Quant à la supposée stabilité, depuis 1867, la durée moyenne des gouvernements majoritaires québécois a été de 3,5 années, baissant même à 2 ans, lorsque minoritaires. En comparaison, la durée moyenne des législatures allemandes, où les coalitions sont usuelles sous un système proportionnel mixte compensatoire, est de 3,7 années.

Les médias nous parlent des coalitions gouvernementales d’autres pays uniquement lorsqu’elles prennent fin et mènent à des élections, ce qui modifie notre vision. Lorsque le vote est réparti entre plusieurs partis, sans que l’un d’eux n’obtienne la majorité des appuis, c’est parce qu’aucun n’obtient le mandat de gouverner seul. Voir une anomalie dans le respect de l’appui populaire en dit long sur la culture politique à laquelle ces messieurs tiennent tant. Un gouvernement de coalition est plus fort, dans ses affaires internes comme face aux autres gouvernements, parce qu’il compte sur l’appui populaire accordé à 2 partis et qu’il représente 50% et plus des votes comme des sièges. Les ministres étant alors issus de plus d’un parti, les décisions peuvent obtenir une adhésion plus large que si le gouvernement est majoritaire ou minoritaire.

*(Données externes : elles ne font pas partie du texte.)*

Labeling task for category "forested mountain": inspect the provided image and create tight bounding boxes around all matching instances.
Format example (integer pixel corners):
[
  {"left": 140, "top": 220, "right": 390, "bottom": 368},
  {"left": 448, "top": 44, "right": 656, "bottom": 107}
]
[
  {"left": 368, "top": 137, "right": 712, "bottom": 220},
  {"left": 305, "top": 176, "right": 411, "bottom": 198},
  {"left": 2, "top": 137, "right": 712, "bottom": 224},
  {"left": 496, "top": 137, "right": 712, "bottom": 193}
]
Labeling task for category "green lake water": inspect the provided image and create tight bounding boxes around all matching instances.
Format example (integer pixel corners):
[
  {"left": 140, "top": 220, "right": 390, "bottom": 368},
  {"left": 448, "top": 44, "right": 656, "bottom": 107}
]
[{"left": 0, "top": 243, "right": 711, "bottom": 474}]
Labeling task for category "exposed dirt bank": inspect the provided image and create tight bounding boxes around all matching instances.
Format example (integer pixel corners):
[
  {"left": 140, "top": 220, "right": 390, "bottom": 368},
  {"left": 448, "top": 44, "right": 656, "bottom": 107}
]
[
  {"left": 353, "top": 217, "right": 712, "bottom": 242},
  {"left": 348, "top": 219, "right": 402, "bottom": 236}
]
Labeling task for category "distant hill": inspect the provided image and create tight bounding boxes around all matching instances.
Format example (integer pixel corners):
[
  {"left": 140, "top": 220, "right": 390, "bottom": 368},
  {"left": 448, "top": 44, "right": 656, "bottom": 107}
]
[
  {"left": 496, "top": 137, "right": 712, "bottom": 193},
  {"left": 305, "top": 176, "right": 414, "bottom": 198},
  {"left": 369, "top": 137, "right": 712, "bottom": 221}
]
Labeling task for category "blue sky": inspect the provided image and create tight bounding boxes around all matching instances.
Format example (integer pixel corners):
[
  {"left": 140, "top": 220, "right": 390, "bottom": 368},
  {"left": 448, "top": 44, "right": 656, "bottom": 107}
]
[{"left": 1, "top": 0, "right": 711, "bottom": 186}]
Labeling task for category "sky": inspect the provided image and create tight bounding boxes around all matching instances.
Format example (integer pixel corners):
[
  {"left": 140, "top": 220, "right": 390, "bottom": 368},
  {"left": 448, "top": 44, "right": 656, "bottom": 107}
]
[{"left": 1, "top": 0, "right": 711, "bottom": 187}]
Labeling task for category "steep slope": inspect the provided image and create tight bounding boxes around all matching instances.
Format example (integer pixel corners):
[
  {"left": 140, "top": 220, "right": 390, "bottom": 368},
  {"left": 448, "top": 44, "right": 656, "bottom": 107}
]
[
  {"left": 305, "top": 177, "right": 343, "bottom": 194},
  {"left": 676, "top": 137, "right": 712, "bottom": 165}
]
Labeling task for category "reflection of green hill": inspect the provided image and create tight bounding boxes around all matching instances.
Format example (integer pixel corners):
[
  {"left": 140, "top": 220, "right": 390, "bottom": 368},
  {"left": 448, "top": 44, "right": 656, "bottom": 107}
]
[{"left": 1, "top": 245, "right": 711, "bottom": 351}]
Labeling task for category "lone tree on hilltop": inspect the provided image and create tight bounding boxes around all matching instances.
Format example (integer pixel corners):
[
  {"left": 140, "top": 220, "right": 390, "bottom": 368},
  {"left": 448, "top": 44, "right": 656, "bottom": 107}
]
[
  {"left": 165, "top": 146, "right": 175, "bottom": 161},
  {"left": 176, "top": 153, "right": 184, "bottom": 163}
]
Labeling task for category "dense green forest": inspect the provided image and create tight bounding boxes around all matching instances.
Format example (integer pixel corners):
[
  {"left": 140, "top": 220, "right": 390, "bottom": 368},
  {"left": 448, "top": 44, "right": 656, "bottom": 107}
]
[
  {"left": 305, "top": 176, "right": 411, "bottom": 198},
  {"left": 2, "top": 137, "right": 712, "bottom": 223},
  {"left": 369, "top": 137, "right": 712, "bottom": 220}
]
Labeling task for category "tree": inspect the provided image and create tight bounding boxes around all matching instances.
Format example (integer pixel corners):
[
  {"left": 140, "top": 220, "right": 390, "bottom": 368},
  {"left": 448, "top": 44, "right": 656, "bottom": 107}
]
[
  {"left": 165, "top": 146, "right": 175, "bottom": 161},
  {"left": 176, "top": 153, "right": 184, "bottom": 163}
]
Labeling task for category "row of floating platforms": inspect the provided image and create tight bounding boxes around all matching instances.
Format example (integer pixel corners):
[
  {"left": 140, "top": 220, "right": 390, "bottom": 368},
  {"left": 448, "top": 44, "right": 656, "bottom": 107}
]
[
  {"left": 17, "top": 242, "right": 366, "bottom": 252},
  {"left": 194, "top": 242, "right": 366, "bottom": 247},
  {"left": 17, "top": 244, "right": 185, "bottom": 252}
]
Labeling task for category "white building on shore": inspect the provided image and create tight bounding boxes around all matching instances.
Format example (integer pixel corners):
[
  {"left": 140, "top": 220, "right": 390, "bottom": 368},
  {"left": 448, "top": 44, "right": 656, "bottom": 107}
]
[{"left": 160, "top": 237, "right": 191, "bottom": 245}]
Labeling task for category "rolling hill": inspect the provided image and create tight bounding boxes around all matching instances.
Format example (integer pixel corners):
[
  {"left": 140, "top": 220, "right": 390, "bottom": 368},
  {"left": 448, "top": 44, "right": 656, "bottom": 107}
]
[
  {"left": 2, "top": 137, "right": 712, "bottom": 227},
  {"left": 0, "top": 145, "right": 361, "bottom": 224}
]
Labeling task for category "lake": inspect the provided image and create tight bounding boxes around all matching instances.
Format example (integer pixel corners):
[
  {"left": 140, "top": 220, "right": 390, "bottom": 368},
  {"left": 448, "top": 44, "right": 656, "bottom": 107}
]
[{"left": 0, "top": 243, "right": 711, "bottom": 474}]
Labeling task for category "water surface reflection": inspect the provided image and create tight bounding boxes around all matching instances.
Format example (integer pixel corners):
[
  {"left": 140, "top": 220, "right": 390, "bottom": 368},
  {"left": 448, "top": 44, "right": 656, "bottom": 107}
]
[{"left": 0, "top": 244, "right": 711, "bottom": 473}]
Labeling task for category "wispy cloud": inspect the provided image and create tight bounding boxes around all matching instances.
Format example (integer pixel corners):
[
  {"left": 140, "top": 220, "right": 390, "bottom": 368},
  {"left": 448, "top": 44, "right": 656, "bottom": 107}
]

Les injustices causées par la non concordance entre votes et sièges peuvent susciter différents niveaux d’indignation, mais d’y voir une force, comme le font ces tenants du statu quo est ahurissant. Que l’on soit d’accord ou non avec les idées politiques des autres, le pluralisme politique est une réalité et aucun agenda politique ni aucune cause ne peut justifier de conserver un système électoral pour favoriser ses idées, au détriment de celles des autres.

 

Mercédez Roberge,autrice de Des élections à réinventer, 2019, Montréal, Éditions Somme toute.